The most active corn contract for December delivery fell 5.75 cents, or 0.84 percent, to settle at 6.7725 U.S. dollars per bushel. December wheat plunged 22.5 cents, or 2.67 percent, to settle at 8.2025 dollars per bushel. November soybean lost 5.25 cents, or 0.37 percent, to settle at 14.325 dollars per bushel.
November soybean futures sagged with soybeans finding consumptive demand under 14.10 dollars. Corn and wheat futures went lower on profit taking amid the macroeconomic weakness across a host of financial markets. Rising U.S. and world interest rates will cause a contraction in a host of assets valuations with hedge fund managers being extremely cautious with new investments until after the next Federal Reserve meeting in September.
CBOT weakness is forecast into midweek.

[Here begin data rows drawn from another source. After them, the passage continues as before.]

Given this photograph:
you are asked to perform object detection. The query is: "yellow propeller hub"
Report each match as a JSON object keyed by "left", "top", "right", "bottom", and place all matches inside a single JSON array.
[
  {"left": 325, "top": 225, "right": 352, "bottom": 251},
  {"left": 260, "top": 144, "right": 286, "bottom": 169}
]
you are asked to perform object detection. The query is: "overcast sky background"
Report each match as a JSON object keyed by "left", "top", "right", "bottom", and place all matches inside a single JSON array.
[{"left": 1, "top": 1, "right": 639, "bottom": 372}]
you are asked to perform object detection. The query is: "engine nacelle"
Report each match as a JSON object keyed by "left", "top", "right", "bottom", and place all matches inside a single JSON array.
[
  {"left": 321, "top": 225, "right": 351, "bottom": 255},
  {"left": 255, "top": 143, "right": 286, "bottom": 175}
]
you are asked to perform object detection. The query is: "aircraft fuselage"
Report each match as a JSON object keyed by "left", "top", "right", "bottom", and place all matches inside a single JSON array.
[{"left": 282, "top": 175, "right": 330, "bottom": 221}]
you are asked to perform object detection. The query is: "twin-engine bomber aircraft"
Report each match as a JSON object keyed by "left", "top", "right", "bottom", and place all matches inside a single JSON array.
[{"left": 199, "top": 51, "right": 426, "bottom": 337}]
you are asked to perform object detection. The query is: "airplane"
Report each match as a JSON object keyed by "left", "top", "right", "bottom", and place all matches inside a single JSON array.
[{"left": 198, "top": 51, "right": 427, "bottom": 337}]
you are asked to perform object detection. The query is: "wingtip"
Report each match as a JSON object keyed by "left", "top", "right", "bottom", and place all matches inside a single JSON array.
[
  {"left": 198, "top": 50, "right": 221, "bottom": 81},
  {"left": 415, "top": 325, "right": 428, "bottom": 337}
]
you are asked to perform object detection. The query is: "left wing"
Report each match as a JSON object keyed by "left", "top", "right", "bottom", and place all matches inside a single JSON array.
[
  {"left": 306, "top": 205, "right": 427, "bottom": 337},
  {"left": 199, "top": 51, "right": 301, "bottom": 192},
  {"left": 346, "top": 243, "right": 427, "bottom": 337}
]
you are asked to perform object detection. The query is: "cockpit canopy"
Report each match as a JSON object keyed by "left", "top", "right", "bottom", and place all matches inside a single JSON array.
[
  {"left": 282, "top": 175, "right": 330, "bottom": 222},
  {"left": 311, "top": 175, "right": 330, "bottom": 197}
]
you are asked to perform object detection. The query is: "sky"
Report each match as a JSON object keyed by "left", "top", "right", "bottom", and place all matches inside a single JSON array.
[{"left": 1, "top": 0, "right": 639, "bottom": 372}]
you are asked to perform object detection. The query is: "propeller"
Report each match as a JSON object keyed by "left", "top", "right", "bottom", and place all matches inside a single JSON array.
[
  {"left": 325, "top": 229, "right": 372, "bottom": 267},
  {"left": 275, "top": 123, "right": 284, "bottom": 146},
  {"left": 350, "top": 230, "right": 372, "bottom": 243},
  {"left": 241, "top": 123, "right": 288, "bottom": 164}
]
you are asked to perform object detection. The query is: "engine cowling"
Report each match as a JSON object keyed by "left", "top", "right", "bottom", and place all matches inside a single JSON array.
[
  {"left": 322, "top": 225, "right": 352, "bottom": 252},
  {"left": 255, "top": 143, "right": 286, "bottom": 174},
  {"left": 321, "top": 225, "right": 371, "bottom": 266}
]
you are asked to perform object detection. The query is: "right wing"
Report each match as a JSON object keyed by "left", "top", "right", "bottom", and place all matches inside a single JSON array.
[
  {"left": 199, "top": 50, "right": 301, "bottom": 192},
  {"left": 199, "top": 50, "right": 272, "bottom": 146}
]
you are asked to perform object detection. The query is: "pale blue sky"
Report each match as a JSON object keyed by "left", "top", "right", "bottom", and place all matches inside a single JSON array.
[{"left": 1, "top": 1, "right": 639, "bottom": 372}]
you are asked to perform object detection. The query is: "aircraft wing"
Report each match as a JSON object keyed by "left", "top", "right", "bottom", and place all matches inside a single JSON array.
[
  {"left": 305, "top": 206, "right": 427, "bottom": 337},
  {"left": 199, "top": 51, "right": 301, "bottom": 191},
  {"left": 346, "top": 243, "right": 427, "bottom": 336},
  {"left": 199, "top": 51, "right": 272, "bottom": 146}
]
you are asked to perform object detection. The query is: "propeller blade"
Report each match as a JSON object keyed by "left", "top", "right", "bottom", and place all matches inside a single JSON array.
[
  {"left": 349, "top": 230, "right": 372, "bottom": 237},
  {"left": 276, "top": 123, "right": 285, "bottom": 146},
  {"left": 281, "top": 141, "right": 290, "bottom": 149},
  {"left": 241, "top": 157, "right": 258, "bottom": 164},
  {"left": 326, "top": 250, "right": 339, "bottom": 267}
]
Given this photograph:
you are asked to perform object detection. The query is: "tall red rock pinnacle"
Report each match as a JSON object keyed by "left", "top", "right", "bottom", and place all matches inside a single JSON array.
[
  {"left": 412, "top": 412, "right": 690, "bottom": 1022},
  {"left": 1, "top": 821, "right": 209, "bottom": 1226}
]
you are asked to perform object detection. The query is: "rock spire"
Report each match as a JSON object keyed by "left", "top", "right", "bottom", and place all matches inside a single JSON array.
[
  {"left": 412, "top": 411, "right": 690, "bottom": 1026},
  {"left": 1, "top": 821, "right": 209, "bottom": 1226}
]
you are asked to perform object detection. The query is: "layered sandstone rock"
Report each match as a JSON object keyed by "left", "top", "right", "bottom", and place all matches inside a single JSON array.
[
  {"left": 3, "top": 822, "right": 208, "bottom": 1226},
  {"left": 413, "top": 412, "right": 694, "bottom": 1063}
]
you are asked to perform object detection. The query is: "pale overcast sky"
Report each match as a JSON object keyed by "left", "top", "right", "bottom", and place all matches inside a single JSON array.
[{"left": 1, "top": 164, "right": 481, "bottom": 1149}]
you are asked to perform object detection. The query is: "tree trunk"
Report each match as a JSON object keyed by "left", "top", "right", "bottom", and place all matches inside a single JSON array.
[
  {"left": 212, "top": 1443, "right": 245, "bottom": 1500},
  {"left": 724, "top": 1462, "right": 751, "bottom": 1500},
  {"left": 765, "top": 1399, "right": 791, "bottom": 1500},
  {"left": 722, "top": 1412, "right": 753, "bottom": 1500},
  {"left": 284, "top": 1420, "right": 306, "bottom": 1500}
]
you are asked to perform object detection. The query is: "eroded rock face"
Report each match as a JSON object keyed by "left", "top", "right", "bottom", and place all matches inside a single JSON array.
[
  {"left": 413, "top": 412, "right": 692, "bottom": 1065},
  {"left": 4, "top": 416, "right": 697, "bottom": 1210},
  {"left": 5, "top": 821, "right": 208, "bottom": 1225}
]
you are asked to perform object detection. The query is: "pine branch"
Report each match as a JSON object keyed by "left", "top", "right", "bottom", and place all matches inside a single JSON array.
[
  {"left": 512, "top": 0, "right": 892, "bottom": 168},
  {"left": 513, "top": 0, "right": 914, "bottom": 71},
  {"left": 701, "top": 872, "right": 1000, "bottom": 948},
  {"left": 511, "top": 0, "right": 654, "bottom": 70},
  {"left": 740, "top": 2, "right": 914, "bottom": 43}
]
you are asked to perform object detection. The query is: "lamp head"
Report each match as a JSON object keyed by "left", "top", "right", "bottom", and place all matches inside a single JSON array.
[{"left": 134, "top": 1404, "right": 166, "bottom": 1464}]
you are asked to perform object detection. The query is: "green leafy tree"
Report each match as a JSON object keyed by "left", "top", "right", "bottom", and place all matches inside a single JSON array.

Chicago-based research company AgResource looks for late week rally as traders will not take a position home into a 3-day U.S. holiday weekend.
The U.S. Department of Agriculture announced on Tuesday the sale of 264,000 metric tons of U.S. soybeans to an unknown destination for 2022-2023.
The Ukrainian agricultural minister forecast that the country's October grain exports would reach 6.0-6.5 million metric tons, double the volume of recent months as three sea ports in Southeast Ukraine fully reopen.